Dans la vue de les attacher au sol, en les y retenant par des liens de famille, de manière à les y implanter d’une manière permanente, il m’est paru tout à fait indispensable de favoriser le mariage d’un certain nombre d’entre eux. Des ouvertures, leur ayant été faites à cet effet, le Commandant supérieur de Koléah, m’a transmis l’état nominatif des vingt plus méritants et plus persévérants à poursuivre les travaux de colonisation. J’ai pris l’engagement envers eux de les faciliter dans leurs projets de mariage, et, convaincu que Votre Excellence approuvera cette disposition, je leur ai promis de leur faire attribuer à cette occasion, à chacun une somme de 500f.r

M. le Maire de la ville de Toulon avec lequel je me suis mis en rapport pour cet objet a fait rechercher des filles modestes, laborieuses, à choisir soit parmi les jeunes personnes élevées à l’hospice, soit dans des familles honnêtes d’artisans et de cultivateurs. J’ai lieu d’espérer que le Conseil Municipal de Toulon accueillera favorablement l’appel que je lui ai fait pour l’engager à voter de son côté une certaine somme pour la dot des jeunes filles, afin de concourir à placer les nouveaux ménages dans une situation prospère.

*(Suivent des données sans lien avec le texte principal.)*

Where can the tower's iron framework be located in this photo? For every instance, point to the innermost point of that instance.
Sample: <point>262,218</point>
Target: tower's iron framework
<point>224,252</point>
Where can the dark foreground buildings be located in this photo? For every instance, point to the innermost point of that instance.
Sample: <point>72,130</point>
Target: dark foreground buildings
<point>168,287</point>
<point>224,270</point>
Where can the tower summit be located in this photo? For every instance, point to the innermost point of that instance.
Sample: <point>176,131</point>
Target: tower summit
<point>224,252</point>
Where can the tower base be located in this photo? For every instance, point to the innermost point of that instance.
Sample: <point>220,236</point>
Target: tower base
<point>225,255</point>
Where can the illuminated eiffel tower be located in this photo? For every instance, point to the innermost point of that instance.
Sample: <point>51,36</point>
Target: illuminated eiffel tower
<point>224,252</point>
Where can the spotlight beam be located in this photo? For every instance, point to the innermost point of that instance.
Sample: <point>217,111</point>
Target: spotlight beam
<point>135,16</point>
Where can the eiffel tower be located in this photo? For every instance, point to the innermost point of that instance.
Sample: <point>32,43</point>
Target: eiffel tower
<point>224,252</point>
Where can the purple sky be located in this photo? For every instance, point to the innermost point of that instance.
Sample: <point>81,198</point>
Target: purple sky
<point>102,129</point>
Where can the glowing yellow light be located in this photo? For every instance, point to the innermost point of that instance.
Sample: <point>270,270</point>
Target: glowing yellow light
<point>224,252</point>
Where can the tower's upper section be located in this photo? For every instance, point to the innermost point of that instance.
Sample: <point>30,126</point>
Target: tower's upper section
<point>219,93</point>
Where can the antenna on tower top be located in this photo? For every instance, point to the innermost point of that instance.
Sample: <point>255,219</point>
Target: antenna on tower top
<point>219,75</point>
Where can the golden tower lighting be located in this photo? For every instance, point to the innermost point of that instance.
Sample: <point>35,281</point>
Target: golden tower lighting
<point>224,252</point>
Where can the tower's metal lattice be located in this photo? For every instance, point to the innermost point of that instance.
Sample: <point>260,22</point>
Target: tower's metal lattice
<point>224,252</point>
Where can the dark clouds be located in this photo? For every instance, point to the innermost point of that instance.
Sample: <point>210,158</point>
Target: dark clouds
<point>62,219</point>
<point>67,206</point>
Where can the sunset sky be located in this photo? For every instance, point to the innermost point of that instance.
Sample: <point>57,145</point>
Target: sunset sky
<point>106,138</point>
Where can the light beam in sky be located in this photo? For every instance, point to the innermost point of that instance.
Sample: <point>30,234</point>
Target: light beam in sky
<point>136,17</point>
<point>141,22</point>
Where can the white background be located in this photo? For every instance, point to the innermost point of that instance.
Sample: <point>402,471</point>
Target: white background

Dès que ces arrangements pécuniaires seront terminés, je ferai donner successivement des permissions aux colons militaires pour aller contracter mariage, et chercher leurs femmes à Toulon.

Mariages au tambour à Toulon [4]

Effectivement, en août 1842, Bugeaud expédie à Toulon les vingt sujets qui paraissaient «les plus sérieux et les plus méritants».

Le lendemain même de leur arrivée, ces heureux élus sont mis en présence, par les soins de la municipalité, de vingt jeunes filles pour la plupart orphelines, choisies parmi les domestiques de la bourgeoisie et les employées de magasin. La ville de Toulon accorde à chacune d’entre elles une petite dot de 200 F., et elles reçoivent en outre de nombreux cadeaux.

Après maintes péripéties, échange de fiancées entre camarades, ruptures et raccommodements, on finit par s’entendre, et, au bout de 3 mois - délai maximum fixé par Bugeaud - les mariages sont célébrés en grande pompe, avec accompagnement de tambours, clairons, musique, discours et sermons. Les vingt nouveaux couples précédés d’une fanfare défilent sous une pluie de fleurs devant le Conseil Municipal assemblé, puis joyeux et fiers, ils s’embarquent pour l’Afrique!

Musique militaire (1895)

Ces «mariages au tambour» furent pendant quelques semaines l’objet de gloses de la presse française, et pourtant ils n’ont pas été en général plus malheureux que d’autres. Si quelques-unes des Toulonnaises, transplantées dans un milieu peu policé, où elles furent en butte aux trivialités de la soldatesque, prirent le parti de fuir le domicile conjugal, les trois-quarts de leurs compagnes s’enracinèrent, et, comme l’avait prévu Bugeaud, firent de beaux rejetons!